Jessamine Chan hat mit „Das Institut für gute Mütter“ einen beklemmenden dystopischen Roman geschrieben. In einem System, das vorgibt, stets zum Wohl der Kinder zu handeln, werden Frauen zu reinen Erfüllerinnen der Kinderbedürfnisse herabgestuft. Eine gute Mutter stellt stets alles zurück, allem voran ihre Bedürfnisse nach Ruhe oder Liebe. Das bekommen die Frauen schnell vermittelt. Damit erinnert Chans Werk an Romane wie Juli Zehs „Corpus Delicti“. Statt Gesundheit steht in „Das Institut für gute Mütter“ die richtige Erziehung an erster Stelle und begründet einen totalitären, übergriffigen Staat in einer Realität, die gar nicht so weit von der unseren entfernt ist. Das Setting wird umso beklemmender als auch kleinere Vergehen und Unfälle zu Kindesentzug und Umerziehungslager führen. Wie schnell ist die Grenze überschritten? Würde man selbst diesen hohen Anforderungen entsprechen?

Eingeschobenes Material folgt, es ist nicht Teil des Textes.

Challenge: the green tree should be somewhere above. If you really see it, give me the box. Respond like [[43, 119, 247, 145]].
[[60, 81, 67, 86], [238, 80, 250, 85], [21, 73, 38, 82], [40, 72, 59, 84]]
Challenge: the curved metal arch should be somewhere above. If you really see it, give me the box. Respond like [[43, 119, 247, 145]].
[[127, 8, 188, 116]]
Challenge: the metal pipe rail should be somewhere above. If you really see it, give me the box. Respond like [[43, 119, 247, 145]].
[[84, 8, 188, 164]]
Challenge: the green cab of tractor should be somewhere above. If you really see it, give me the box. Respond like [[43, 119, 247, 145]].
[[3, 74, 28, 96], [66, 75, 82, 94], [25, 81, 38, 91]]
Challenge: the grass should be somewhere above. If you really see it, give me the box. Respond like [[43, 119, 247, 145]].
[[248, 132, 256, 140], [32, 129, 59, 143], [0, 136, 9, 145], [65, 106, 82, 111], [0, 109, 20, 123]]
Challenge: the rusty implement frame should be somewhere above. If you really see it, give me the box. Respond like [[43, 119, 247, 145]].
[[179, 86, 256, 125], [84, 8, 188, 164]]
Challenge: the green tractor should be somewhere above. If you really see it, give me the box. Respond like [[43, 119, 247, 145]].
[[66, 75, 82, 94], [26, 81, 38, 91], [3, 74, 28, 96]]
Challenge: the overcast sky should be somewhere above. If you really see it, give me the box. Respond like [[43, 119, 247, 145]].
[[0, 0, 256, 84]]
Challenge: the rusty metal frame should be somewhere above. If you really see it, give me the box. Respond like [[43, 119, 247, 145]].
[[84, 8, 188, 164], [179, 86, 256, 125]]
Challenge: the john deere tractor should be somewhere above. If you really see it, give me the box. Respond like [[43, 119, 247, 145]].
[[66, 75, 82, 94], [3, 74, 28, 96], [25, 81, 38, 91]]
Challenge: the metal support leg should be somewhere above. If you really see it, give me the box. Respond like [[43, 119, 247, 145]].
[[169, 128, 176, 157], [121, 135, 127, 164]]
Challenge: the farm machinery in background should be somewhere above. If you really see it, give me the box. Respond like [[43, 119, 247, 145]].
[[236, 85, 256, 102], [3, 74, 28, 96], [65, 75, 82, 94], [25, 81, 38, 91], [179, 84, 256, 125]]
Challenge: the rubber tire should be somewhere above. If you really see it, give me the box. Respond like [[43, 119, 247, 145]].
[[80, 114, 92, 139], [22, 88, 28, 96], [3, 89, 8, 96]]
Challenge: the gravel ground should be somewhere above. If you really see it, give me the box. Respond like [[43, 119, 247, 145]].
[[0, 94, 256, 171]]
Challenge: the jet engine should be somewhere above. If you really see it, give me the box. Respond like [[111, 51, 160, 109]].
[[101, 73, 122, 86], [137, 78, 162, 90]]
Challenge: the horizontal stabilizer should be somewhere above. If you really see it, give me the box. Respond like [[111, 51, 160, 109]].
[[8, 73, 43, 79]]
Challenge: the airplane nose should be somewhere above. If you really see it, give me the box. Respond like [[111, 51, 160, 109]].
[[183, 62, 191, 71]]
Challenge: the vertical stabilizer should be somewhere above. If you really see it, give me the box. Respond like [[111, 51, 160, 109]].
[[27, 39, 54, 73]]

Frieda, die Protagonistin, hat chinesische Eltern. An ihrem Beispiel (sowie an dem vieler schwarzer Frauen im Institut) verhandelt Chan immer wieder eindrucksvoll die aktuelle amerikanische Migrationspolitik. Ohne zu offensichtlich darauf zu verweisen, zeigt die Autorin, wie die KI-Puppen rassistische Stereotype einprogrammiert bekommen. Die asiatisch aussehende Puppe beispielsweise ist immer die, die Streit zurücksteckt und geschlagen wird. Zugehörigkeit unter den Frauen wird oft entlang von race entschieden. Generell ist der Roman gut recherchiert. Chan scheint sich im Vorfeld mit den sozialen Gefügen in Frauengefängnissen beschäftigt zu haben. Denn die Beziehungen der Frauen im Institut entwickeln sich entsprechend der Beobachtungen aus gängigen Studien.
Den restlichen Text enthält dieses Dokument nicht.